Fenomena tagar #kaburajadulu memang menarik perhatian dari berbagai kalangan. Pada dasarnya, tulisan ini mendukung ajakan itu, namun bukan sebagai bagian dari kritik terhadap pemerintah dan kondisi lapangan kerja pada saat ini.
Bagi saya, minat kabur aja dulu lebih untuk mencari pengalaman kehidupan yang berbeda dari keseharian di Indonesia. Meski begitu, keinginan mewujudkan harapan itu tidak mudah.
Apalagi maraknya kasus penyekapan dan penipuan yang melibatkan ratusan Warga Negara Indonesia (WNI) di luar negeri, terutama Myanmar, membuka mata kita tentang bahaya yang mengintadipara pelaku kabur aja dulu.
Masalah pelik itu tanpa diduga ada di balik tawaran kerja menggiurkan. Situasi ini menunjukkan bahwa para pelaku kejahatan semakin lihai memanfaatkan kerentanan ekonomi dan mimpi hidup lebih baik untuk menjerat korban.
Kampanye #Kaburajadulu menjadi relevan disertai dengan upaya preventif untuk mengedukasi masyarakat agar berpikir kritis sebelum mengambil keputusan bekerja di luar negeri.

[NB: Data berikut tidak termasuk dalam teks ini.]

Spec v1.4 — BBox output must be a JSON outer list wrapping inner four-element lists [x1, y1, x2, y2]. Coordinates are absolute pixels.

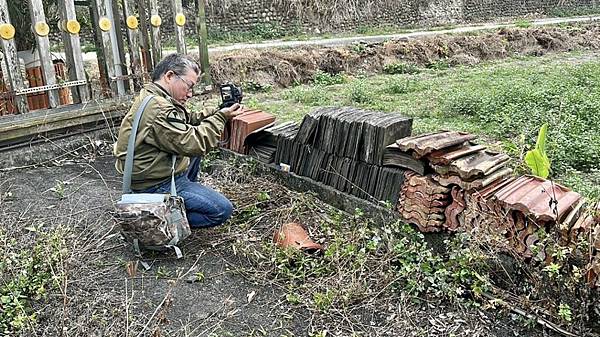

Modus Operandi Pelaku Online Scam
Modus operandi yang digunakan pelaku online scam terus berkembang. Mereka menawarkan pekerjaan dengan gaji fantastis di luar negeri tanpa persyaratan yang rumit. Para korban dijanjikan posisi sebagai customer service, staf administrasi, atau social media manager dengan gaji puluhan juta rupiah.
Namun, setibanya di negara tujuan, dokumen-dokumen penting seperti paspor disita dan para korban dipaksa bekerja sebagai penipu online dengan target menjerat korban-korban baru.
Di Myanmar, kasus penyekapan WNI yang dipaksa bekerja sebagai penipu online mencapai ratusan orang. Mereka bekerja di bawah ancaman kekerasan fisik, bahkan dua WNI dilaporkan mengalami luka tembak. Kondisi ini menunjukkan tingkat bahaya yang mengancam nyawa para korban.